The music is stunning. Following on from Mills’ excellent 2013 book/CD project The Patient, the audio aspect of Huntress manages to have a thoroughly visual, perhaps cinematic, perhaps photo album feel to it. To begin with, Mills created a kind of score made up of pitch relations, durations and other descriptions from topographical data about the landscape of the moon. Exactly how this was achieved isn’t known, but the end result was a framework that was handed to Varagona, who improvised with piano and cello along Mills’ guidelines. These instrumental parts are each slow, gently half-melodic and restful, perhaps even languid in tone. These pieces were then added to by Mills, and quite brilliantly so, with muted electronics punctuated by a catalogue of lunar related field recordings and archival samples. The CD is divided into five tracks, each a construction of Mills’ assemblage and Varagona’s wistful playing, and if the more musically abstract parts have a quiet, mournful stillness to their gently humming tones and glowing textures so the insertion of various lunar ephemera break up the honey coating. Odd spoken word samples, sometimes about moths, church bells ringing out the night, thunderstorms, more lunar radio commentary, Dvořák’s Song to the moon and cartoony monster voices appear amongst it all. My favourite is a sudden bold burst of what seems to be nostalgic description of flying alone in the dark in days gone by as narrated by an ageing man who describes singing out loud to avoid the loneliness of the situation. Such is the variety of the multitude of found articles inserted into the musical field. Listening through to the work as a whole reflects it feels to read through the accompanying book. The beautiful instrumental sections mirror the poems perfectly, and the added selection of neatly placed lunar bric-a-brac sits between the parts in a manner that is at once both awkwardly obtuse and yet completely appropriate, as the photographs interrupt the text. The sensation of the cinematic remains throughout, but if at times I am left thinking of silent movie soundtracks broken up by flashes of written onscreen exclamation at other points the motionless oddity of Bela Tarr spring to mind.
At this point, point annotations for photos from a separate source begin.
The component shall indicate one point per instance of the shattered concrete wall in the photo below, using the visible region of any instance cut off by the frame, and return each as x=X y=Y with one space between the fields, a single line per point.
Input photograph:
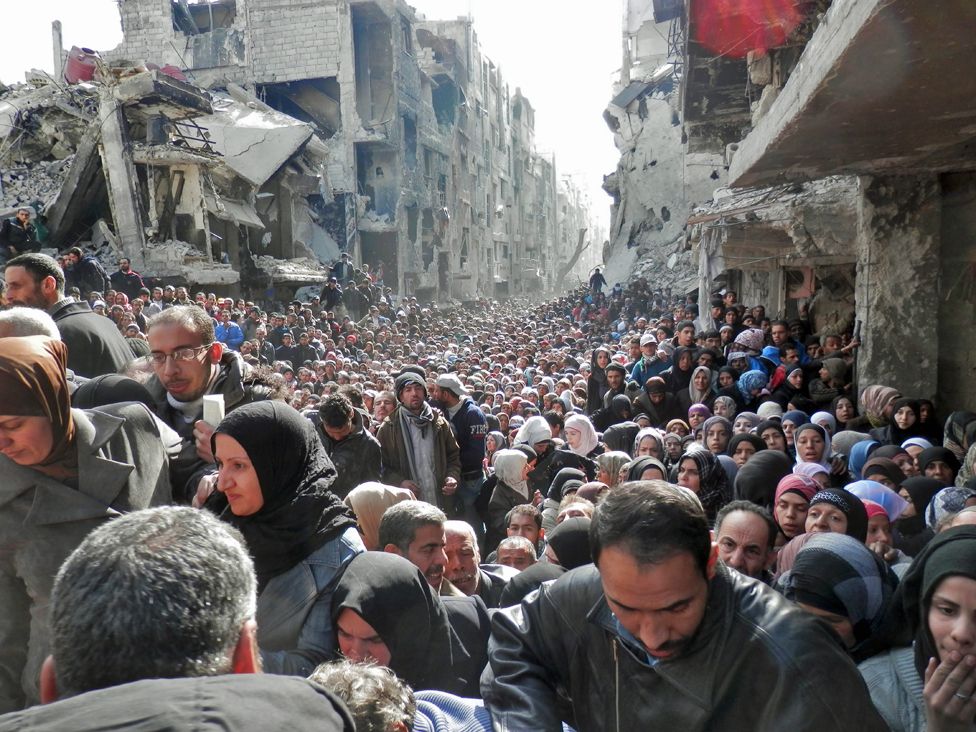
x=657 y=182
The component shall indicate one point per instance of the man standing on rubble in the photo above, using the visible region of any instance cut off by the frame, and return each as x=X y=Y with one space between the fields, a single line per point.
x=18 y=235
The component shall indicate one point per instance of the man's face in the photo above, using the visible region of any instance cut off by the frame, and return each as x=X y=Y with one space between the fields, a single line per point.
x=412 y=397
x=743 y=543
x=522 y=525
x=660 y=604
x=462 y=561
x=185 y=380
x=517 y=558
x=23 y=291
x=780 y=334
x=338 y=434
x=426 y=551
Somehow, and don’t ask me how, everything in Huntress works together seamlessly, and yet describing this project in few words is impossible. In many ways it is as conceptual as they come, and after all didn’t Pink Floyd make a record about the moon? This is a million miles from such narrowness though as while the framework and material here is derived completely from our diminutive celestial neighbour or from meditations upon it, so it builds outwards into a work of sheer beauty that stands alone. Turner’s remarkable Moonlight, a Study at Millbank springs to mind- a painting clearly only made possible through the power and beauty of the moon, and yet no existing as a work of huge intensity, detail and beautiful drama of its own. Only fifty copies of this release were made, and it has been out a month or two now, so move quick to secure a copy and I really recommend you do. fantastic, unusual work.